Am Ende des Winters begeben sich Rostocker Forschende auf eine spezielle Reise: In Greifswalder Bodden und Strelasund suchen und zählen sie die Heringslarven. Seit 35 Jahren findet der Rügen-Heringslarvensurvey inzwischen statt. In diesem Frühjahr ist manches anders. Eine große Hoffnung begleitet die Forschenden des Thünen-Instituts für Ostseefischerei. Denn im Gegensatz zu den Wintern der vergangenen zehn Jahre war dieser Winter ab Januar kalt. Der Greifswalder Bodden, in den die Heringe zum Laichen schwimmen, war über Wochen eisbedeckt. Die Wassertemperaturen lagen bis Ende März unter vier Grad Celsius. Bei dieser Temperatur beginnen die Heringe zu laichen. Der Winter entspricht also eher dem Normalzustand vor 30 Jahren. Die Heringe könnten – wie früher – einen starken Nachwuchsjahrgang hervorbringen, der dann wiederum zu einer zügigen Erholung des Bestandes beitragen könnte. Seit vielen Jahren ist die Produktivität des Herings der westlichen Ostsee deutlich reduziert, weil die späteren und wärmeren Winter zu einer Verschiebung der Phänologie, also der jahreszeitlichen Abläufe, führen.
Surveystart verzögerte sich
Die ersten beiden Reisen vor und nach Ostern zeigten, dass viele Heringe auf die inzwischen zwischen fünf und acht Grad warmen Laichgründe eingewandert, aber nur wenige Larven geschlüpft waren. Die Larven benötigen bei diesen Temperaturen weniger als drei Wochen, um sich soweit zu entwickeln, dass sie als kleine Dottersacklarven aus den Eiern schlüpfen.

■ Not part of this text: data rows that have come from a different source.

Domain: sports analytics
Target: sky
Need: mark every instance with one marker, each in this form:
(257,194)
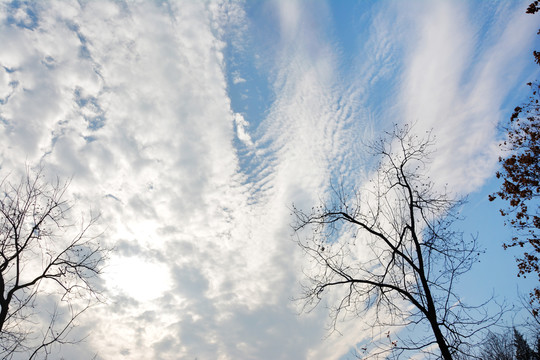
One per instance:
(193,126)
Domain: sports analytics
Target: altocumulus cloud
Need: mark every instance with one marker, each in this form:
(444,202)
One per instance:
(132,100)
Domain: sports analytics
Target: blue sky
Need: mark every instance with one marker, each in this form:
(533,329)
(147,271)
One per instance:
(193,126)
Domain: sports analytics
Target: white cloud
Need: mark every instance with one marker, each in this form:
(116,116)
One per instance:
(131,99)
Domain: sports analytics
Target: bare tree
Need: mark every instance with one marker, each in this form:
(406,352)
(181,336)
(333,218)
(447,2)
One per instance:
(391,249)
(44,257)
(498,347)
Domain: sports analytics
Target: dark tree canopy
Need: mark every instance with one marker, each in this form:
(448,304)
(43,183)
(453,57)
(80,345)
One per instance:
(521,180)
(391,249)
(44,257)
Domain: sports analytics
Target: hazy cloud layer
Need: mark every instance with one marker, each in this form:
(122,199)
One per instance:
(133,100)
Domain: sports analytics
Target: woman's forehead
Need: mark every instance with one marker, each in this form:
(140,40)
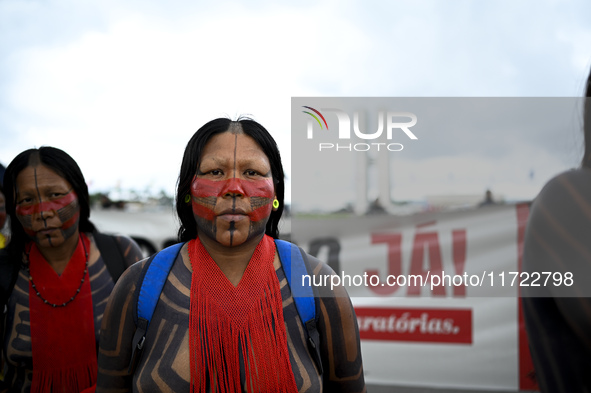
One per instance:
(232,145)
(40,175)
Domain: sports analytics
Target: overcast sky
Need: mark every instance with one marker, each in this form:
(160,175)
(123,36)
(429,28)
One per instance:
(122,85)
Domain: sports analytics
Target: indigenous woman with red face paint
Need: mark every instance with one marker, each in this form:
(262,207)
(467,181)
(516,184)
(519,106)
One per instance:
(226,320)
(61,283)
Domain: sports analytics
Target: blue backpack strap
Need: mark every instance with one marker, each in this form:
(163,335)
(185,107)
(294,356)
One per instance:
(294,266)
(148,289)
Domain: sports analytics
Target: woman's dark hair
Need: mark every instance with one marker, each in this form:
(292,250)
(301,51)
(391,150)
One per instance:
(587,124)
(65,166)
(191,161)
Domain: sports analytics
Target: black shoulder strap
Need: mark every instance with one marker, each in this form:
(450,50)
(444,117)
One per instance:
(111,253)
(8,276)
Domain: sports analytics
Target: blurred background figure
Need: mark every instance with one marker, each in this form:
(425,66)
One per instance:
(488,199)
(558,241)
(57,274)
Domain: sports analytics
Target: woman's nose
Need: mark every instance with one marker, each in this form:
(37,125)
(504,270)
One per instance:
(233,187)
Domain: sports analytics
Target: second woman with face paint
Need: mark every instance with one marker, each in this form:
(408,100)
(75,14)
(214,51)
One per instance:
(60,282)
(226,319)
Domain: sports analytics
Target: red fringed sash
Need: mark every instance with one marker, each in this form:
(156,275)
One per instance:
(233,325)
(62,338)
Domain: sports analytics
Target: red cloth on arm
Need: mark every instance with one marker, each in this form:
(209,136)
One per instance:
(230,326)
(63,338)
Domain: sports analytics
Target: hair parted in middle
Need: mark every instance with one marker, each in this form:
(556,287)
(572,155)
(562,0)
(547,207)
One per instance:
(192,160)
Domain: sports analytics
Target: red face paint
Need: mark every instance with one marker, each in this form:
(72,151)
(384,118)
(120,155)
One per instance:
(205,193)
(66,208)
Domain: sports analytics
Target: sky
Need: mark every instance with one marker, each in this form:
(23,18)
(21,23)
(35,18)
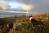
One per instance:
(38,6)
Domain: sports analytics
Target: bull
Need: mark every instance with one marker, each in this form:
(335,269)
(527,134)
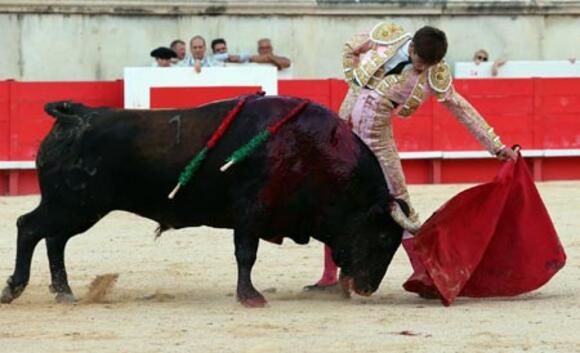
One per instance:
(314,178)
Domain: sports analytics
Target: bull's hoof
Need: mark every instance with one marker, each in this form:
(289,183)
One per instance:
(318,287)
(65,298)
(10,293)
(7,296)
(255,302)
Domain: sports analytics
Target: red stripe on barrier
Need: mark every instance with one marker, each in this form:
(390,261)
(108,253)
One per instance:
(539,113)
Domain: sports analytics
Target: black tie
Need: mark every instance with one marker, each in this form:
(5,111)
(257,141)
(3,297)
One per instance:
(397,69)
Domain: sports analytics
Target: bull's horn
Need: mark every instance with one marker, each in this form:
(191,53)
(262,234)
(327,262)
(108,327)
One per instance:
(401,218)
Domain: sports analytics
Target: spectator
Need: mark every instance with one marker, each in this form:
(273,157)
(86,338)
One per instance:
(178,46)
(482,56)
(198,57)
(266,55)
(220,53)
(163,56)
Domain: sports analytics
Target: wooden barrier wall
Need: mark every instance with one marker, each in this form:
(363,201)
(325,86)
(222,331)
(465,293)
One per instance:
(541,115)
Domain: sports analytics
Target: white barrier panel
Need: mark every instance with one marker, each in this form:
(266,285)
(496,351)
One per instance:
(519,69)
(139,80)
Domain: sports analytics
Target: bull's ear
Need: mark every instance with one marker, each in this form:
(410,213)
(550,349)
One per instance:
(377,211)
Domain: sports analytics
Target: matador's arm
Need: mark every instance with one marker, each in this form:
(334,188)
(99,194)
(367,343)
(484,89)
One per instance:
(440,82)
(359,44)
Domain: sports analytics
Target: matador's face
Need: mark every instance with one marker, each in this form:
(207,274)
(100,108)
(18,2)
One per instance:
(418,63)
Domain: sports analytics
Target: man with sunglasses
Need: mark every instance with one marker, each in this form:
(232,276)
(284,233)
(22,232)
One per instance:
(481,56)
(391,71)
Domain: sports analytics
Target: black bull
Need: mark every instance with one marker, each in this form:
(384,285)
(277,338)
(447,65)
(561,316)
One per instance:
(314,178)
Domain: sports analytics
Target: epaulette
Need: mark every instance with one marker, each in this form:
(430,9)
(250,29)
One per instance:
(387,33)
(439,78)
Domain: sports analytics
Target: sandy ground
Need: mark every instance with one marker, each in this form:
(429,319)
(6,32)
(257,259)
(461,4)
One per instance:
(175,294)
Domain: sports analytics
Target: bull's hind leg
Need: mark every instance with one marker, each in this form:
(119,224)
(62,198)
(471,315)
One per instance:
(55,225)
(55,250)
(246,248)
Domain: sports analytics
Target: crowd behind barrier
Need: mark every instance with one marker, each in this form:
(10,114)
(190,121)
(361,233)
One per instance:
(540,114)
(198,56)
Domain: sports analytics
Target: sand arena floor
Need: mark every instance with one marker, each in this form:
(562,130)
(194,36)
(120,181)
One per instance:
(176,294)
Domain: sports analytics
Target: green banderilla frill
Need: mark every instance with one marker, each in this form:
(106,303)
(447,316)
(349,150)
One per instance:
(243,152)
(189,171)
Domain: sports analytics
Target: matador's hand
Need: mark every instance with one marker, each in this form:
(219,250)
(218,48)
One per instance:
(507,153)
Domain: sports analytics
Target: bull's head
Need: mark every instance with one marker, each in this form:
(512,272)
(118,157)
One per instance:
(365,254)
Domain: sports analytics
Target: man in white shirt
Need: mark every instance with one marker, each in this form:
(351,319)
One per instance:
(198,58)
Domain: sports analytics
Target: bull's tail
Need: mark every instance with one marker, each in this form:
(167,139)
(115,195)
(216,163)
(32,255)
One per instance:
(65,112)
(402,218)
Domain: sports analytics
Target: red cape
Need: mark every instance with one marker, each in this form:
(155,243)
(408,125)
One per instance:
(495,239)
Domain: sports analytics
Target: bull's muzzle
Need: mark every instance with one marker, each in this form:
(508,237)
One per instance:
(401,218)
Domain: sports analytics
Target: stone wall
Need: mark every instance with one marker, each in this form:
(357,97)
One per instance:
(94,40)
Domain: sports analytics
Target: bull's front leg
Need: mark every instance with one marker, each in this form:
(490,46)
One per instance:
(246,249)
(28,237)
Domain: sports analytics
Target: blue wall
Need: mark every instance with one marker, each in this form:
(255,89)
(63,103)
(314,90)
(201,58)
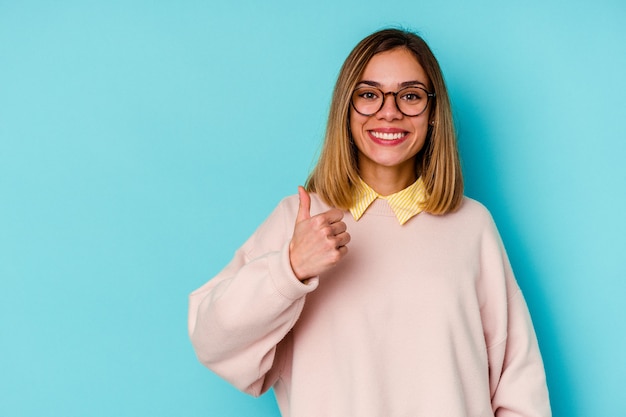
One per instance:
(142,141)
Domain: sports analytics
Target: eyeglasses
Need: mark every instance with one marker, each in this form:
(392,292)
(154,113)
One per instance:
(411,101)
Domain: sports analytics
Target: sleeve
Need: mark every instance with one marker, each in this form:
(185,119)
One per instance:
(238,319)
(516,373)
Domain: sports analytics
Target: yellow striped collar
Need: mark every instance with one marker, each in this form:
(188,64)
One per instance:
(405,204)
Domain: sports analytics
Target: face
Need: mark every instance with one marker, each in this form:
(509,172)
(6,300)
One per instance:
(388,141)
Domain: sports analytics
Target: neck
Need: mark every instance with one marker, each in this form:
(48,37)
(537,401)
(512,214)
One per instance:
(388,181)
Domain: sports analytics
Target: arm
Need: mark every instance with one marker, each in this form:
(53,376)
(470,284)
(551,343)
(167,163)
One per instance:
(238,319)
(516,374)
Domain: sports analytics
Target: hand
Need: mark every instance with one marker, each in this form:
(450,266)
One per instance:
(318,242)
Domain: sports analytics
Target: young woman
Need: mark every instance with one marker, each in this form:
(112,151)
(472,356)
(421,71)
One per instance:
(379,290)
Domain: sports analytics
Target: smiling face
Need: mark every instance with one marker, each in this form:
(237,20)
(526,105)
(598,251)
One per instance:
(388,141)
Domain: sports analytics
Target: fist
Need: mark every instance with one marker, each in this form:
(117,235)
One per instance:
(318,242)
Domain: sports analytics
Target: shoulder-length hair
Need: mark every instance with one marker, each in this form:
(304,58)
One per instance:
(438,164)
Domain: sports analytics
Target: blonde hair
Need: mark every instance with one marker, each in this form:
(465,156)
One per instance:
(336,172)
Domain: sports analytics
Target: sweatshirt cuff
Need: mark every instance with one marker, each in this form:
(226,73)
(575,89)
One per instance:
(284,278)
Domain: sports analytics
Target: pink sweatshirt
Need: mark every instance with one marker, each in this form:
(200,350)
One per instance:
(424,319)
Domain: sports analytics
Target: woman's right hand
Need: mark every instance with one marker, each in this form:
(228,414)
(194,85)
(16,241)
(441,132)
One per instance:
(318,242)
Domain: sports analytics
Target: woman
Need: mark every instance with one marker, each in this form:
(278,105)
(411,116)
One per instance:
(422,315)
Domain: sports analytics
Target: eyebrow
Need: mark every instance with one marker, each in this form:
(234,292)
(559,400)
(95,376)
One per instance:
(402,85)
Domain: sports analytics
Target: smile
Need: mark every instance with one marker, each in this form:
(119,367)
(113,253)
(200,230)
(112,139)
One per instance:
(387,135)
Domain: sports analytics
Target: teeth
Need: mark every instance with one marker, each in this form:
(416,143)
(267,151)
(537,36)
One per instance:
(387,136)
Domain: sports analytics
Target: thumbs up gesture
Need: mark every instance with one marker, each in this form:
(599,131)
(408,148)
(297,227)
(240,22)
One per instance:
(318,242)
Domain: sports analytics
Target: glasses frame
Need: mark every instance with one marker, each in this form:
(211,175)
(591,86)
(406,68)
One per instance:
(395,94)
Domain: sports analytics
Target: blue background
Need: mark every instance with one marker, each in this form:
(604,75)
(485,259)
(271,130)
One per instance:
(141,142)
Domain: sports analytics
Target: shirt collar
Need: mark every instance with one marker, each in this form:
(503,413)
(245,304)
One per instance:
(405,204)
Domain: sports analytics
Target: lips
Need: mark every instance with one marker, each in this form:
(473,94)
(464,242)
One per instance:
(388,136)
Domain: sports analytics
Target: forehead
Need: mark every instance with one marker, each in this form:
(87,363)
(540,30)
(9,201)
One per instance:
(394,67)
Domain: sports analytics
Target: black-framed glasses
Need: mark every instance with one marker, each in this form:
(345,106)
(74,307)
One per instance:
(411,101)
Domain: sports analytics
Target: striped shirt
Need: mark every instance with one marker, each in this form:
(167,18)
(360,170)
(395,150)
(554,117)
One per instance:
(405,204)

In diesem Jahr ist der Survey allerdings erst am 1. April gestartet – zwei Wochen später als geplant. Das hat weniger mit der langen Kälte als mit den technischen Problemen des Fischereiforschungsschiffes „Clupea“ zu tun. Das 2012 in Dienst gestellte Schiff hat eigens für den Einsatz in flachen Boddengewässern einen sehr geringen Tiefgang. „Wir haben das peak spawning trotz des verzögerten Starts nicht verpasst“, sagt Patrick Polte, der den Heringslarvensurvey leitet. „Den weiteren Verlauf werden wir nun genau beobachten.“ Denn die Ermittlung der Jahrgangsstärke ist wichtig für die Einschätzung, wie sich die Fangmöglichkeiten für die Küstenfischerei weiter entwickeln werden. Verlässliche Daten liegen dann nach dem Auszählen aller Proben im Oktober vor.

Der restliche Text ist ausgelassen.